It appears there were more tornadoes across the U.S. this year in the month of March than ever before — possibly by a large margin.

According to the National Oceanic and Atmospheric Administration’s National Weather Service Storm Prediction Center, there were more than 250 tornadoes reported in March throughout the U.S. but mostly in the states of Mississippi, Texas, Iowa, Alabama and Florida. Louisiana also saw strong tornadoes.

Some work needs to be done to confirm the reported twisters and exclude duplicate reports, but experts indicate the record of 192 tornadoes in March 2017 will likely be broken. There were 191 tornadoes in March in 2021, though that number remains preliminary. Record-keeping of tornadoes began in 1950.

Severe convective storms—which include tornadoes, straight-line winds, lightning and hail—can be a significant driver of losses for insurers. According to catastrophe modeler RMS, the combined average annual insured loss is over $18 billion in the U.S. and Canada.

Severe convective storms caused $26.7 billion in losses in 2021, according to Aon.
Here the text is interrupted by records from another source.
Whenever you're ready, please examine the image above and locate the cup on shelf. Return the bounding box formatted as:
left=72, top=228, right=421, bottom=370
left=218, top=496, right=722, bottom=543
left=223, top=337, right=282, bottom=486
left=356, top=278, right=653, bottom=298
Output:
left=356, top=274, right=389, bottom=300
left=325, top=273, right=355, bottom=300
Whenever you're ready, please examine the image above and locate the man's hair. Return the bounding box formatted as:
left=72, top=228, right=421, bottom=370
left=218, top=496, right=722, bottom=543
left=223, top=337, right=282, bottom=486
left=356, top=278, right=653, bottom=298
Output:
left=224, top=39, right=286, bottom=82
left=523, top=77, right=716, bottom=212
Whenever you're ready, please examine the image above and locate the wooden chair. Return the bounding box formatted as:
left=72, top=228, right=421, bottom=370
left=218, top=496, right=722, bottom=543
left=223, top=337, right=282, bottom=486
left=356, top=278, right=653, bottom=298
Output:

There were 1,376 tornadoes in the U.S. in 2021 compared with 1,075 in 2020, according to preliminary data from NOAA.

Though tornadoes can occur at any time of year, the spring typically spawns the most twisters because conditions in the atmosphere are ripe. Like hurricanes, warm sea water helps tornadoes and convective storms form, even far from the ocean. AccuWeather Chief Meteorologist Jonathan Porter said higher-than-normal water temperatures in the Gulf of Mexico contributed to the tornado count in March.